With all that beautiful chrome and black metal I can’t resist a second post about yesterday’s stove pipe installation.
Yesterday I mentioned the roof penetration so today I thought I would break it down in detail. Like I said before your ideal situation is a roofing panel spaced directly over a rafter bay directly over exactly where you want the stove (that will provide safe clearances) To my mind the easiest way to do this is to use 16 inch roofing panels oriented the opposite direction you see in my house on either a gable or a shed roof and to allow for an overhang at either end that will line the panels up on the rafter bays.
In our case that wasn’t possible because our roofing is oriented longitudinally on the house so the best we could do working sideways from the edge of the eave was to keep the hole inside of a single 16” metal panel but still had the boot overlapping the ridge. (Note: if I ran the pipe straight out the top of the stove I could’ve hit the next panel and avoided this).

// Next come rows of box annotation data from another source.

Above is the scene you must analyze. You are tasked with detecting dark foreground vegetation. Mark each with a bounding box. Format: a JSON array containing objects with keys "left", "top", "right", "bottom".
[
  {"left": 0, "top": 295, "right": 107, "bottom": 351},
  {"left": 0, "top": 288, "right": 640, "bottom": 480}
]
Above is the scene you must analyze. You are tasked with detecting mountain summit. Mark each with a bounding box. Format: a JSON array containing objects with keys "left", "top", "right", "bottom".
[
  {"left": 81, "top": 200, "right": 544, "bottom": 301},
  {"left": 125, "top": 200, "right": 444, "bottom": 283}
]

The important thing to note here is that the panels are oriented so the boot bends up on the side of the panel ridge that is continuous metal which we accomplished by starting our roofing at the opposite side of the roof that the stove pipe would be on. If the metal roofing was installed in the opposite direction and this roof boot would lap up on the side where the panels click together it would create a water ingress point where water could back up and start flowing over the internal ridge and into the roof assembly right at where the roofing membrane is also compromised.
If for some reason you have to bend a boot over a ridge on the click-together side or your penetration hole cuts across a metal ridge (ours doesn’t) you MUST caulk the click-side of the seam all the way to ridge of the house (and under the ridge flashing) or it WILL leak.
I clean the metal with soap, water, dry towel, alcohol, paper towel, then mask off and caulk with Vulkem.